Josette Andriot (/ɒ̃ˈdrioʊ/ ahn-DREE-oh, /fr/; 23 August 1886 – 13 May 1942) was a French film actress of the silent film era, best known for playing the role of Protéa in the series of espionage films made between 1913 and 1919.

She was born Camille-Élisa Andriot on 23 August 1886, in Paris (20^{e}), the fifth of six children whose father was a dyer and their mother a florist. Her youngest brother Lucien Andriot (1892-1979) became a noted cinematographer. She joined the Éclair studios as an actress first in 1909, and then from 1911 she made around 60 films exclusively for that studio. She had no theatrical training, and the skills that she brought to the film studio were those of an accomplished sportswoman in riding, cycling, and swimming. She proved to be a natural actress.

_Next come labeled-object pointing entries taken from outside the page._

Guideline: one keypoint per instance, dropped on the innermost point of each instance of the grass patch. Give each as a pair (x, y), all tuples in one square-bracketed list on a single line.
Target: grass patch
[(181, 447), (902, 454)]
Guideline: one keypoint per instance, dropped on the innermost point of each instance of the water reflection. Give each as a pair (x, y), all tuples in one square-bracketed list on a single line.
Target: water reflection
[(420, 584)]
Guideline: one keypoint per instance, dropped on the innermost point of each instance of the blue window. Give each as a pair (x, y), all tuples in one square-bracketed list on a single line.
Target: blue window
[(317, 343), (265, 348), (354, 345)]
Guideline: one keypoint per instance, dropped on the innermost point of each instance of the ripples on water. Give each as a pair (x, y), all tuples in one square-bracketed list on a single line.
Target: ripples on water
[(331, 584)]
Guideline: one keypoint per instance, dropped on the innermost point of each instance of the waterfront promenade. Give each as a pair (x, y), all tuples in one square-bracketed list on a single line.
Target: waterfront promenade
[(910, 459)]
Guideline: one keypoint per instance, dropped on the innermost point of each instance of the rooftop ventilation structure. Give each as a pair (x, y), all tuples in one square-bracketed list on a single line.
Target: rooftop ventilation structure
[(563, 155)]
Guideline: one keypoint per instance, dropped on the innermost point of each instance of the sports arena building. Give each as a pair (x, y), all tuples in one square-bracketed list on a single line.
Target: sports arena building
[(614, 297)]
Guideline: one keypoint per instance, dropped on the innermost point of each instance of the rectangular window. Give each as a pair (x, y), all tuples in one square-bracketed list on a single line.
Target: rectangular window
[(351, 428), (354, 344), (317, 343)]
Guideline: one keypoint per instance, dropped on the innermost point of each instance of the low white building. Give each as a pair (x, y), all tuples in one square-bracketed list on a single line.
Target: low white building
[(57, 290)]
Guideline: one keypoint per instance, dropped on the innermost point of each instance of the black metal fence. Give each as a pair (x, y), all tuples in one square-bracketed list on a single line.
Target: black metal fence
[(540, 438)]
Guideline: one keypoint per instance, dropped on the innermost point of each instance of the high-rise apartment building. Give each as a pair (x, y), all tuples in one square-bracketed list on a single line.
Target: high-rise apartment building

Her early films were made principally with the director Victorin-Hippolyte Jasset, for whom she became a favourite performer. In his Zigomar series, she played Rosaria, the title-character's accomplice, forever escaping from threatening predicaments. In 1913 Jasset made Protéa, a spy adventure with the distinction of being the first to have a woman as the central action figure. The film had considerable success, and Andriot went on to make four more films in the series with other directors. After the last one was released in 1919, she retired from acting. She died on 13 May 1942 in Antibes.

Her appeal rested on her physical ability as a woman of action and her cool resourcefulness. A reviewer in 1913 observed that "Whatever this most dauntless of women dares to do, she undertakes it with a smile on her lips." In her role as Protéa, she also wore a characteristic costume of a close-fitting black jersey, two years before Musidora achieved cult status with her similar appearance as Irma Vep in Feuillade's Les Vampires.